FAS hat ein Konzept für die obligatorische Vorinstallation russischer Anwendungen auf Smartphones entwickelt

    Der föderale Antimonopolservice Russlands präsentierte ein Programmdokument - Konzept der Vorinstallation von Anwendungen auf Smartphones in der Russischen Föderation.

    Das Konzept basiert auf der Diskussion von Experten des russischen Expertenrates für Informationstechnologien der FAS, Treffen mit Softwareentwicklern und Geräteherstellern (insgesamt mehr als 30 Organisationen). Die Regeln für die Vorinstallation von Anwendungen wurden wiederholt verfeinert und entsprechend den Kommentaren der Mitglieder der Arbeitsgruppe verfeinert, berichtet die FAS.

    Zwei Hauptpunkte:

    • Obligatorische Vorinstallation von russischen Anwendungen, deren Funktionalität denen von Fremdanwendungen ähnelt.
    • Möglichkeit, vorinstallierte Programme zu entfernen .

    Der FAS zufolge tragen solche Regeln dazu bei, "den Wettbewerb in den Wirtschaftssektoren der Russischen Föderation zu entwickeln und bestimmte Bereiche natürlicher Monopole von einem Zustand eines natürlichen Monopols zu einem Wettbewerbsmarkt zu bewegen".

    Angefangen hat alles mit der Prüfung des Falls des Kartellrechts gegen Google in der Klage von "Yandex" im Jahr 2015 .

    Bei der Betrachtung des Falls stellte das FAS fest, dass die Vorinstallation von mobilen Anwendungen der effektivste Kanal für die Übergabe von Anwendungen an den Endbenutzer ist und von Betriebssystementwicklern vorrangig verwendet wird. Daher ist es für russische Entwickler, die ihre Produkte nicht weltweit vertreiben, sehr schwierig, den voreingestellten Kanal zu betreten und mit den Besitzern globaler Betriebssysteme zu konkurrieren. "Damit haben globale Unternehmen einen Wettbewerbsvorteil bei der Bewerbung ihrer eigenen Anwendungen und Dienste gewonnen", schloss die FAS. Die jetzt erlassenen Regeln müssen diese Ungerechtigkeit beseitigen.

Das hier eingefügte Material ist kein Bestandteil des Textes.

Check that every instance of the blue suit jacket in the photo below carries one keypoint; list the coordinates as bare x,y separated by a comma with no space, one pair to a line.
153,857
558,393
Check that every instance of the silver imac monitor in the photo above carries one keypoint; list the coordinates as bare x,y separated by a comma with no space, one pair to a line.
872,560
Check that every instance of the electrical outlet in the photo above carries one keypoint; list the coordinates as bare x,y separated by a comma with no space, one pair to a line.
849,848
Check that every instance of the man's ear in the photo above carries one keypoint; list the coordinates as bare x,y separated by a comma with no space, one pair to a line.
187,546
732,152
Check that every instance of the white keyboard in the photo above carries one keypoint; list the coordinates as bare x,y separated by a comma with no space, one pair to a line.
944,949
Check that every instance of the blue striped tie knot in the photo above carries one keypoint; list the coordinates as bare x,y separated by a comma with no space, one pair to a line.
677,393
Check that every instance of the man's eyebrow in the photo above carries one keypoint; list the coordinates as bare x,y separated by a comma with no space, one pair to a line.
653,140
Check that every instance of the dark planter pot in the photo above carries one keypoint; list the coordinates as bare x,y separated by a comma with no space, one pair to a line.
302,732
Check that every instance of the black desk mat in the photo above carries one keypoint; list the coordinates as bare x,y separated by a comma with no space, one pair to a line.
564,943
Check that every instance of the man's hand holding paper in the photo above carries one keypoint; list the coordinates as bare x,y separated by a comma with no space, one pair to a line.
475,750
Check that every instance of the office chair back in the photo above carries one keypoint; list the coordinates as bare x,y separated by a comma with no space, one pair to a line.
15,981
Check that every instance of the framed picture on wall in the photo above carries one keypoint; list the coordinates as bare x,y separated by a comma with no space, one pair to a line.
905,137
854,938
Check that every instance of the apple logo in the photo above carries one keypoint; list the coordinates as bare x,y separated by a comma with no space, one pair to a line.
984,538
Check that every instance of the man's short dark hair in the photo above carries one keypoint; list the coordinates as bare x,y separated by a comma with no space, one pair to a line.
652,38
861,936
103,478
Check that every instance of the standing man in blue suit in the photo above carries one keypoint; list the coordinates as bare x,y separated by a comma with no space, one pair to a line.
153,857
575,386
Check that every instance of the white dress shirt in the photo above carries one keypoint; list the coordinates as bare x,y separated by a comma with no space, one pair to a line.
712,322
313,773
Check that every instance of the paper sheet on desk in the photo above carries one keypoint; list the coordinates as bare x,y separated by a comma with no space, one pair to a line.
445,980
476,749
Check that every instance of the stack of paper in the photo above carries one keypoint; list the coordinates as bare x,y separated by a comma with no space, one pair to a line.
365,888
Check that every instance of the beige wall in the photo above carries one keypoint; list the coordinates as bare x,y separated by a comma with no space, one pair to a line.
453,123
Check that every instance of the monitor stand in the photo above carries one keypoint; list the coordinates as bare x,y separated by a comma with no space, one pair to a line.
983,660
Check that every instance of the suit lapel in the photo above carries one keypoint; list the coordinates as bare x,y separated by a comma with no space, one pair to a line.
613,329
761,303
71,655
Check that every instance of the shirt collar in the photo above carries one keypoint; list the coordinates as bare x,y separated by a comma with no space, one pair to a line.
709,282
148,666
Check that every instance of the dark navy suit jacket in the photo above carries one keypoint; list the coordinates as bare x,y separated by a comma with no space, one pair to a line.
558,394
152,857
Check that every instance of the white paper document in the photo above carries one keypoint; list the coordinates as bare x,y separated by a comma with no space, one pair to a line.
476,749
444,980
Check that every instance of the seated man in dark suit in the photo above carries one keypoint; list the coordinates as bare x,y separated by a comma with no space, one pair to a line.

    Welche Programme werden vorinstalliert?


    Die FAS-Arbeitsgruppe hat vier Klassen von Software identifiziert, die auf Smartphones vorinstalliert werden müssen:

    • Programme, die die Internetsuche bereitstellen (Browser, unabhängige Suchanwendungen, Anwendungen, die die Funktionalität einer allgemeinen Suche als Funktionalität in anderen Anwendungen bereitstellen);
    • Antivirensoftware;
    • Software, die Geolokalisierung von Benutzern implementiert (Karten, Navigatoren);
    • Software, die die Funktionen des Austauschs elektronischer Nachrichten zwischen Benutzern des Informationssystems implementiert.

    Daher wird auf allen russischen Telefonen mindestens ein in Russland produzierter Browser, Instant Messenger, Karten und Antivirus angezeigt.

    Die Auswahl der Softwareanbieter und der Vorinstallationsverfahren liegt bei den Geräteherstellern.

    Während der Diskussion wurden negative Meinungen von Vertretern von RATEK sowie Vertretern ausländischer Software- und Hardwareentwickler (Apple, Microsoft, Intel) geäußert. Russische Entwickler und Telekommunikationsbetreiber (Mail.ru, Kaspersky Lab, MTS, Megafon, Russoft) unterstützten das Konzept.

    Der Entwurf der Gesetzesänderungen wird in Kürze an das Ministerium für Kommunikation übermittelt.